Right wing blogger Dr. Sanity scores another one for Dick Cheney's untruth squad with her latest post attempting to cast blame for 9-11 on the Clinton administration. This one is a real treat for aficionados of bizarre output from the right.
Dr. Sanity offers us a post entitled, So Is This What Berger Was Hiding? She leads off her post proposing that "this news story makes everything clear, doesn't it?"
The news story is a Newsday account of French intelligence warnings of an impending hijacking prior to 9-11:
Dr. Sanity quotes the article selectively:
France's foreign intelligence service learned as early as January 2001 that al-Qaida was preparing a hijacking plot likely to involve a U.S. airplane, former intelligence officials said Monday, confirming a report that also said the CIA received the warning.
Le Monde newspaper said it had obtained 328 pages of classified documents on Osama bin Laden's terror network that were drawn up by the French spy service, the DGSE, between July 2000 and October 2001. The documents included a Jan. 5, 2001, intelligence report warning that al-Qaida was at work on a hijacking plot.
But here is what the Newsday article actually said. Pay particular attention to the second paragraph omitted by Dr. Sanity:
PARIS -- Nine months before al-Qaida slammed airliners into the World Trade Center, French intelligence suspected the terror network was plotting a hijacking -- possibly involving a U.S. airline -- and warned the CIA, former French intelligence officials said Monday.
But the French warning hinted at a plot in Europe, not the United States, and there was no suggestion of suicide attacks or multiple planes. One former official said al-Qaida may have leaked misinformation to divert intelligence agencies from the bigger, deadlier plot to come on Sept. 11, 2001.
The article also said:
The warning was another example of how intelligence agents sensed al-Qaida was hard at work in the months leading up to Sept. 11 but were unable to piece together fragmented warnings into a coherent plot.
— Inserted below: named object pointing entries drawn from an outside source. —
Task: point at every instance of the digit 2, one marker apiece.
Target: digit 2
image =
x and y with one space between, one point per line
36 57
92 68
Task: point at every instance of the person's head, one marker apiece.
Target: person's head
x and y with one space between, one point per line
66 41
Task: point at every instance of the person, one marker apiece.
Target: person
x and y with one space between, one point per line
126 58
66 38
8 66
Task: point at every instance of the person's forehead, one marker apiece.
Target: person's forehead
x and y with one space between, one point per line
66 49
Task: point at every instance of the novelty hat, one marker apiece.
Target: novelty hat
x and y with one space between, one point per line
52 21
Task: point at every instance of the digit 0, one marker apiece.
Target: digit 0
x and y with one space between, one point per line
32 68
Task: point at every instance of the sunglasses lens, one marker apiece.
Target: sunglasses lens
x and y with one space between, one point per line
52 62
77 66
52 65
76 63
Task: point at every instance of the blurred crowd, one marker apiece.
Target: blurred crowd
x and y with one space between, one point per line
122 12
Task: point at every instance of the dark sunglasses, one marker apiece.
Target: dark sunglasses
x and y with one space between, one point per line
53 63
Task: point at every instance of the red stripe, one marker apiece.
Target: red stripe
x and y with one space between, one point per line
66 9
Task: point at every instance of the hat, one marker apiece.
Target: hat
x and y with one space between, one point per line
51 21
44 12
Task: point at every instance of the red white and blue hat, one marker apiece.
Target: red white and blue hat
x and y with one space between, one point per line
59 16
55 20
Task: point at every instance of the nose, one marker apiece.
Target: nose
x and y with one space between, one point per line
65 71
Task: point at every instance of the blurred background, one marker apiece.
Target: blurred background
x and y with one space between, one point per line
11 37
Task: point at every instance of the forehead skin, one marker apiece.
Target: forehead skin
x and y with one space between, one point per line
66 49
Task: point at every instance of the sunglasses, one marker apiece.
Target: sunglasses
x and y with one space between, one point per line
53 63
Details were vague.... 'It wasn't about a specific airline or a specific day, it was not a precise plot,' Pierre-Antoine Lorenzi, the former chief of staff for the agency's director, told The Associated Press. 'It was a note that said, 'They are preparing a plot to hijack an airplane, and they have cited several companies.'
This report hardly incriminates the Clinton administration, but Dr. Sanity's post underscores the degenerating condition of the right which has been reduced to defense by inane distraction from the mess in Iraq caused by Bush administration duplicity and incompetence.